Supporting peripherals in intermittent systems with just-in-time checkpoints

Abstract

Batteryless energy-harvesting devices have the potential to be the foundation of applications for which batteries are infeasible. Just-In-Time checkpointing supports intermittent execution on energy-harvesting devices by checkpointing processor state right before a power failure. While effective for software execution, Just-In-Time checkpointing remains vulnerable to unrecoverable failures involving peripherals(e.g., sensors and accelerators) because checkpointing during a peripheral operation may lead to inconsistency between peripheral and program state.
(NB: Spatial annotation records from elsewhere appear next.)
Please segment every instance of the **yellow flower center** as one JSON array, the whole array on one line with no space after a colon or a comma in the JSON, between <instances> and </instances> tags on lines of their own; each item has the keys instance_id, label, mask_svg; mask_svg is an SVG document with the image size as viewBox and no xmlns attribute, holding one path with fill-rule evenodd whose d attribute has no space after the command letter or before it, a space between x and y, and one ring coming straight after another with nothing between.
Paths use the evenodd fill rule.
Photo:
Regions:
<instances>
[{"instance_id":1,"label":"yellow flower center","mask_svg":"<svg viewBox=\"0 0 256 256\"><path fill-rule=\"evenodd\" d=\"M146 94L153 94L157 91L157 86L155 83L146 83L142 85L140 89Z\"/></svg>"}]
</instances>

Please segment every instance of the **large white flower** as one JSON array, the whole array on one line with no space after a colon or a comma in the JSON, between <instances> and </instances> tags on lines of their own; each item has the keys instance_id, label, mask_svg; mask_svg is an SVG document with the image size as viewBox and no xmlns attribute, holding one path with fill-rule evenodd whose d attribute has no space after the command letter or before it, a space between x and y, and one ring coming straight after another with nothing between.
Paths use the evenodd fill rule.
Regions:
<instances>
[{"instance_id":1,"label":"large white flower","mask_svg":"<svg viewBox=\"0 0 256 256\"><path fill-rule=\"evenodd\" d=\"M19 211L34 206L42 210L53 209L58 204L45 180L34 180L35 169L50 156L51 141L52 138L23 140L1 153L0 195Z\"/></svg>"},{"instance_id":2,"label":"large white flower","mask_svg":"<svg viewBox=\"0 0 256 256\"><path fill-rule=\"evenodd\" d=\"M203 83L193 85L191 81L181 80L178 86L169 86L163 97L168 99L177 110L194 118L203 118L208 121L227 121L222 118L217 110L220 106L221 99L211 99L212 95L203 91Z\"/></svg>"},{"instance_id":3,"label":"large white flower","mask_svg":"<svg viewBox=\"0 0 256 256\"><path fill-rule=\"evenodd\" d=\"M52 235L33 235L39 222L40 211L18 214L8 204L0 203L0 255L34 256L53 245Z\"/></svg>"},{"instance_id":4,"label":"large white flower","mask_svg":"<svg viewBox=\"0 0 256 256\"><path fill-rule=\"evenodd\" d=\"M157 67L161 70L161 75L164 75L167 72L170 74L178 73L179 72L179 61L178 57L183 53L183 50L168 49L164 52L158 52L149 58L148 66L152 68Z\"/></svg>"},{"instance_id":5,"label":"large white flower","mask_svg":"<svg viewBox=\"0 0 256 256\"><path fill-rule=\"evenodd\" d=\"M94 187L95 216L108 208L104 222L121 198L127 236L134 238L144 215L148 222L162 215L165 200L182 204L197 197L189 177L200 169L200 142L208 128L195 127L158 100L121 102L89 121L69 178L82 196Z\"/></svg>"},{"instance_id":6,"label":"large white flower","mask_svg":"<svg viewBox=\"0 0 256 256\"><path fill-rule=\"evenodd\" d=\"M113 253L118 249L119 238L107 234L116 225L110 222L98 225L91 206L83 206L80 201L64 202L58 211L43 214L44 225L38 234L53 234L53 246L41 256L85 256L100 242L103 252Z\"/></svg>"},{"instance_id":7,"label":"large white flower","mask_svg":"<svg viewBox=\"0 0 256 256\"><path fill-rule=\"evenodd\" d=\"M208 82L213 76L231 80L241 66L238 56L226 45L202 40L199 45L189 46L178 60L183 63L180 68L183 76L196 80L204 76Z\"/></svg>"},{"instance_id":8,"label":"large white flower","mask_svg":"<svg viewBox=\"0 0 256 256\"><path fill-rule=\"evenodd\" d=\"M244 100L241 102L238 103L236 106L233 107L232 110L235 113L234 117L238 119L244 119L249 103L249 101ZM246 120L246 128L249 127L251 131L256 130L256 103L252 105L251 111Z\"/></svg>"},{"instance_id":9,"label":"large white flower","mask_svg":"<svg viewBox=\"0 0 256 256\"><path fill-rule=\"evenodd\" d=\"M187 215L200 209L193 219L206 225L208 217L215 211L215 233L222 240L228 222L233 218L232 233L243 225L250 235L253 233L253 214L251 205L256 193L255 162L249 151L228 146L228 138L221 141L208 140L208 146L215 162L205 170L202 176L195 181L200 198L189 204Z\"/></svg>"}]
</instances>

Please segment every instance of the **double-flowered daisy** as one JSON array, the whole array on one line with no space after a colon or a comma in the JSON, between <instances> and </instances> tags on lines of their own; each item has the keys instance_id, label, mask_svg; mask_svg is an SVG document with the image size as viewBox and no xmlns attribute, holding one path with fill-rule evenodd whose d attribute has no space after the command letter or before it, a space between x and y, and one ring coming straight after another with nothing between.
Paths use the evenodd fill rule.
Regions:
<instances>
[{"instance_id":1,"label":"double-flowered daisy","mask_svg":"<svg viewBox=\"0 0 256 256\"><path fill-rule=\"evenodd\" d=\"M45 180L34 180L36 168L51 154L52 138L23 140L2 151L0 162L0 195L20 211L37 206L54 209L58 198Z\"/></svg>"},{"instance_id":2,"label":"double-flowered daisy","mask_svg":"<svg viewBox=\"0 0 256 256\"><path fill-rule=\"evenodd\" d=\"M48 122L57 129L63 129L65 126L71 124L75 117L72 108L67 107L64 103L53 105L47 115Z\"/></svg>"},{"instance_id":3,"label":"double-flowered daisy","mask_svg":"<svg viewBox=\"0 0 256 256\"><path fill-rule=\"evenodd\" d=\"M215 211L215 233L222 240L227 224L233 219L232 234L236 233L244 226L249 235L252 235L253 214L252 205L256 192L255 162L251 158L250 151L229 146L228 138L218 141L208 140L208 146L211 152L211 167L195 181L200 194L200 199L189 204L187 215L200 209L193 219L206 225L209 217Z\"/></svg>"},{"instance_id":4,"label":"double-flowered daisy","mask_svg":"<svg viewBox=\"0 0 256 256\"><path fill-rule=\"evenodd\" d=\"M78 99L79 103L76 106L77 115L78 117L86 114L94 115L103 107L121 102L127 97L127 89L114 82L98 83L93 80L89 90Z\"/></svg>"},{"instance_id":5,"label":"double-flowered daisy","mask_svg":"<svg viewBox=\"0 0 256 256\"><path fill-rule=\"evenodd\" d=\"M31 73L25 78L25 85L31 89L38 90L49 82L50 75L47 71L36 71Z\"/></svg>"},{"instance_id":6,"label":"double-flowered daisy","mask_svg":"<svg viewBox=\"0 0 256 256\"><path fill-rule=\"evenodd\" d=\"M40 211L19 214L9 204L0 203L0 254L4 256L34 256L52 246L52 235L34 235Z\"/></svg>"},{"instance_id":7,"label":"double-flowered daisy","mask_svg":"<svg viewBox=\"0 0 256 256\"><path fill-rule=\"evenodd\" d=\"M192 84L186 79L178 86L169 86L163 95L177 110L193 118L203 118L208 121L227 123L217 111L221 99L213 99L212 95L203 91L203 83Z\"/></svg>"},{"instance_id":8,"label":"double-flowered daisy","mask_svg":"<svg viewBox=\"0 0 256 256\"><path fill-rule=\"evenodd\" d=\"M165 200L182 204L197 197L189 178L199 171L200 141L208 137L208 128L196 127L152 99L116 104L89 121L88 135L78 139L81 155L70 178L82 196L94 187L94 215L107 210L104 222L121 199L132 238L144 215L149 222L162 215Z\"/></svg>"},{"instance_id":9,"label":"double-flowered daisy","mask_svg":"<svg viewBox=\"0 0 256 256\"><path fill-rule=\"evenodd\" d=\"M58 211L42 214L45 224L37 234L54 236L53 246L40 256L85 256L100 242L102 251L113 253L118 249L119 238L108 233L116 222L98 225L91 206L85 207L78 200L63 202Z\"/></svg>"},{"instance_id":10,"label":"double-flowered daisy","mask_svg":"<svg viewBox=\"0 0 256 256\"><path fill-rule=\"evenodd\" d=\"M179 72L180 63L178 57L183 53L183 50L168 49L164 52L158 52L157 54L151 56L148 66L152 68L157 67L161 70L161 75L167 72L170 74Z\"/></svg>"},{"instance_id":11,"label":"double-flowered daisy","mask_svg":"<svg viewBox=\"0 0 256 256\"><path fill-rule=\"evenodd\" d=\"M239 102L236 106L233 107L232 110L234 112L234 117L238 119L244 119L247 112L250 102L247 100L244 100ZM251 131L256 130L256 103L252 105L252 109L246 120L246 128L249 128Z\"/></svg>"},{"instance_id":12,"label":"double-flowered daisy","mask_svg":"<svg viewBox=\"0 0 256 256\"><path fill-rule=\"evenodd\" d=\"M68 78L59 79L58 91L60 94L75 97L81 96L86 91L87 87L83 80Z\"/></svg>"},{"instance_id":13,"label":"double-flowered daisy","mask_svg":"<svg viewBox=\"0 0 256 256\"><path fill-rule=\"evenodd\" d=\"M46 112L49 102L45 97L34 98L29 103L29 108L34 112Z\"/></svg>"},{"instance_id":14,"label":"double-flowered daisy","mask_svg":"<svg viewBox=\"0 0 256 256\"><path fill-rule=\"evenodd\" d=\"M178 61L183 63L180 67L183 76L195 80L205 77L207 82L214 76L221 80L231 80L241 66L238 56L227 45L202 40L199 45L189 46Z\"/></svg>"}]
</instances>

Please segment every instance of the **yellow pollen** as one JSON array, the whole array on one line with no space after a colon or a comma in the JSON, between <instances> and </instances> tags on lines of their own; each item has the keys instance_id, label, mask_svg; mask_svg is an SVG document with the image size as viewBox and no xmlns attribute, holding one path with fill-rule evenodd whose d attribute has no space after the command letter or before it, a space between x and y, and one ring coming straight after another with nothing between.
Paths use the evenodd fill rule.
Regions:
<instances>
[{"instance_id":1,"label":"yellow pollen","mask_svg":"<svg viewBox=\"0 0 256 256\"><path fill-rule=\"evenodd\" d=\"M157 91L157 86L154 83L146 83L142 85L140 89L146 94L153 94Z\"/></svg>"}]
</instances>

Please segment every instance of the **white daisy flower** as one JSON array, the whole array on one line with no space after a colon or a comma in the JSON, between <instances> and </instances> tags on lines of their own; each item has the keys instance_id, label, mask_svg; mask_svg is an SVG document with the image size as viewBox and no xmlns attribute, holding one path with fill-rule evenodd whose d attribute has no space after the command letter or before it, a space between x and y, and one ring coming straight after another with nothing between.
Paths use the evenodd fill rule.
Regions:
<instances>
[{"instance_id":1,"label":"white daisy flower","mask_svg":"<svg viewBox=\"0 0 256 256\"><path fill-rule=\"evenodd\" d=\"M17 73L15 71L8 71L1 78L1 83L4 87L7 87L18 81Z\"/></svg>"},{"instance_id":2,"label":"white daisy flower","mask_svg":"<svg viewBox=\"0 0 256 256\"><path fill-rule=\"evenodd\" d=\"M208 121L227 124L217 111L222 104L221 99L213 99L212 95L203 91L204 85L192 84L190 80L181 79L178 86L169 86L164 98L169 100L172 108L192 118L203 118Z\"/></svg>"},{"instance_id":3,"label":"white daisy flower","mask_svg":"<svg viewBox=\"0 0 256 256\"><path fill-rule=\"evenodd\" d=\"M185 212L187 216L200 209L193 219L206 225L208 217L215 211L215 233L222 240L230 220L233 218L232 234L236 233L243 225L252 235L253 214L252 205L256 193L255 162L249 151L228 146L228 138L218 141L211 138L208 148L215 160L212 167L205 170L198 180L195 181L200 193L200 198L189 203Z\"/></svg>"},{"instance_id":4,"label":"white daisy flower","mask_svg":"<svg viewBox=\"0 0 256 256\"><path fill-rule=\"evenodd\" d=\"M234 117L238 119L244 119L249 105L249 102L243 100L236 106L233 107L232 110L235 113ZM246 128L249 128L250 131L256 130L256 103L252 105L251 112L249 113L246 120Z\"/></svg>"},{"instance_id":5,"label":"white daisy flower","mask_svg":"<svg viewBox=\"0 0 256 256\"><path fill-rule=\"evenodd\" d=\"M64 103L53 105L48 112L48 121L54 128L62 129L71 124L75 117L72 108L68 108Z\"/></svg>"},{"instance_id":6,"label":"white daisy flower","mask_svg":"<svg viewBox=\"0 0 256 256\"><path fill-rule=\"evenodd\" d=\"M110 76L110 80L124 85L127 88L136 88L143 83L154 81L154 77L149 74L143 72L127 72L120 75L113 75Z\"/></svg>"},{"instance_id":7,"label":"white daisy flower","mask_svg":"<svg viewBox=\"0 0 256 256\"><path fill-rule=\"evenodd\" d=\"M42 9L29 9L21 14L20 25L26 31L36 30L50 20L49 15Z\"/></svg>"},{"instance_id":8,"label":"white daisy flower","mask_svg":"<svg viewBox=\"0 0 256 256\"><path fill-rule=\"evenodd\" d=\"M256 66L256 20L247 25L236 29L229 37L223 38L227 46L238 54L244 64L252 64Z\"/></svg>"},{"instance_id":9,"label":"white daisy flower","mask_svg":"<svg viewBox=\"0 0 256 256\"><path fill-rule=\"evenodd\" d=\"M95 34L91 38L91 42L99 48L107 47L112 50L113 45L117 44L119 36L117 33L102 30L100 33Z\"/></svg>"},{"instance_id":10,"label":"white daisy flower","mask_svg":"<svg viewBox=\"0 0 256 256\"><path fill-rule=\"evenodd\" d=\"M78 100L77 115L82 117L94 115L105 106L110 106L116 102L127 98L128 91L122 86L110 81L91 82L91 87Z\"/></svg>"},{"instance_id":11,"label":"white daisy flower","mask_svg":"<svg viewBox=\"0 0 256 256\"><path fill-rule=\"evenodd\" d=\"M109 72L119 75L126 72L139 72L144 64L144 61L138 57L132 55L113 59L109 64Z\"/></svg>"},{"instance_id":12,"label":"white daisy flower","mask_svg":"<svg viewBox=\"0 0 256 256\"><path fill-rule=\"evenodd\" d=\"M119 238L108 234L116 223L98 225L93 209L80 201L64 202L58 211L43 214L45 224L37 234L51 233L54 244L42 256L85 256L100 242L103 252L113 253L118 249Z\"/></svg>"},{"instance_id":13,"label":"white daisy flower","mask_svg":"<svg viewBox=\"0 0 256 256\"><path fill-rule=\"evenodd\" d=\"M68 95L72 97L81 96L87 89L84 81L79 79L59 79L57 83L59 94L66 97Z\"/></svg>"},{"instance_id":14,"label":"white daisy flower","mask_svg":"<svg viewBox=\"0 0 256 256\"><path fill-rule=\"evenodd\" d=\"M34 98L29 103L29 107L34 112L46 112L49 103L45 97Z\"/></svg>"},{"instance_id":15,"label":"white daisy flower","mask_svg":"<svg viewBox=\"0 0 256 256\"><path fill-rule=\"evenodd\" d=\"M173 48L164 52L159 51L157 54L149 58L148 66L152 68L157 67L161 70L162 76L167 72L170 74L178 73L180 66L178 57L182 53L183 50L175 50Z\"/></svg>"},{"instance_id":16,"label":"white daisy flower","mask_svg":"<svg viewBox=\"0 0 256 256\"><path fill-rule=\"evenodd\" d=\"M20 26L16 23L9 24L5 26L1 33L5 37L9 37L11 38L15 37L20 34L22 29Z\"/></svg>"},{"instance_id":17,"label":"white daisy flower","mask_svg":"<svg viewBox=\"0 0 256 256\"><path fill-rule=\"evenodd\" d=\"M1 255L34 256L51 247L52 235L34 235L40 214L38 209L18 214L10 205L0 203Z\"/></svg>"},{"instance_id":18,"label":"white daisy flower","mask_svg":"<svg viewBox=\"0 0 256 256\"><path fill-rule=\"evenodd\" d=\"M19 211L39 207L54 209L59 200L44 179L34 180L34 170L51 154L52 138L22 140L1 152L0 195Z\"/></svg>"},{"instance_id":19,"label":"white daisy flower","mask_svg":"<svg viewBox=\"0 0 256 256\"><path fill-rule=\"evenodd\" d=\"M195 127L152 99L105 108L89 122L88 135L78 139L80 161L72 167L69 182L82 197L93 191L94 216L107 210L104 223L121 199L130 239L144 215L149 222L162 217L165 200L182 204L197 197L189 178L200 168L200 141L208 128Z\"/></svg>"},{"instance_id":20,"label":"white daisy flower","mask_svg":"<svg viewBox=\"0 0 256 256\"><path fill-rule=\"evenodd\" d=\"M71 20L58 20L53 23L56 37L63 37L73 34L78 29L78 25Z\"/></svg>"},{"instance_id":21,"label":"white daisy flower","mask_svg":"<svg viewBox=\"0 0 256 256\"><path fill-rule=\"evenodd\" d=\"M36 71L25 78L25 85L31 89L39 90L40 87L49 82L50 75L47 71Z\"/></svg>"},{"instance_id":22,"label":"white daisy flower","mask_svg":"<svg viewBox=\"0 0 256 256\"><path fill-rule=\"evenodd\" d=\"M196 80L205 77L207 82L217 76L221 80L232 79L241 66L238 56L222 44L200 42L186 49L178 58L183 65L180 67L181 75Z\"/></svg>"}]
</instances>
Additionally, a peripheral operation that uses more energy than a device can buffer never completes, causing non-termination. This paper presents Samoyed, a Just-In-Time checkpointing system that safely supports peripherals. Samoyed correctly runs user-annotated peripheral functions by selectively disabling checkpoints and undo-logging. Samoyed guarantees progress by energy profiling, dynamic peripheral workload scaling, and a user-provided software fallback routine. Our evaluation shows that Samoyed correctly executes peripheral operations that fail with existing systems, achieving up to 122.9x speedup by using accelerators. Samoyed preserves the performance benefit of Just-In-Time checkpointing, showing 4.11x mean speedup compared to a recent possible alternative. Moreover, Samoyed’s unique ability to profile energy and to dynamically scale large peripheral operations simplifies programming.